Rocky Boy Tribe of Chippewa Indians of Montana

The Battle of Red Bank October 5 - November 25, 1777

After winning the battle at Germantown, the whites began to reoccupy or build new forts in the Philadelphia region. A little over two weeks after losing the battle at Germantown, Pennsylvania, the brave Anishinabe soldiers got into another major battle with the whites but won the battle. A force of 1,600 white soldiers were just south of Philadelphia, near the Delaware river in Fort Mercer, which was recently probably reoccupied by the whites. Either the large force of white soldiers left the protection of their fortification to give battle to the force of brave Anishinabe soldiers outside the fort, or they remained within the fort as history indicates. After learning of the approach of the Anishinabe military force, the white commanders in Fort Mercer ordered a force of 1,600 of their soldiers to leave their fortification to give battle to the brave Anishinabe soldiers. It is likely the white commanders thought that by sending a large force of their soldiers out to battle the force of Anishinabe soldiers and defeat them, it would lead to the Anishinabe leaders finally agreeing to withdraw from the Philadelphia region.

Anyway, after the two forces commenced to battle, the brave Anishinabe soldiers eventually overwhelmed the white military force which forced them out of the battle. White casualties at the battle were 96 killed, 251 wounded, and 60 captured then probably later on killed. The battle occurred on October 22, 1777. Though the Anishinabek were victorious they were in dire need of a miracle and they knew it. They remained near Fort Mercer well into November. On November 10, 1777, the whites opened up a bombardment from Fort Mifflin, on a force of Anishinabe soldiers who were attempting to eradicate the white presence in that fort.
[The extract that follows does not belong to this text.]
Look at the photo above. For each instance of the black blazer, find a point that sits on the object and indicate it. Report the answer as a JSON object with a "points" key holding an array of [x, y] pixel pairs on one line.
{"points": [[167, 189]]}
For five days the whites repeatedly bombarded the brave Anishinabe soldiers and that includes from white warships, with a never ending supply of modern day weapons of war. After five days of attempting to force the whites to capitulate, the brave Anishinabe soldiers decided to lift their siege and left the region where Fort Mifflin was located. White casualties at the siege at Fort Mifflin were 287.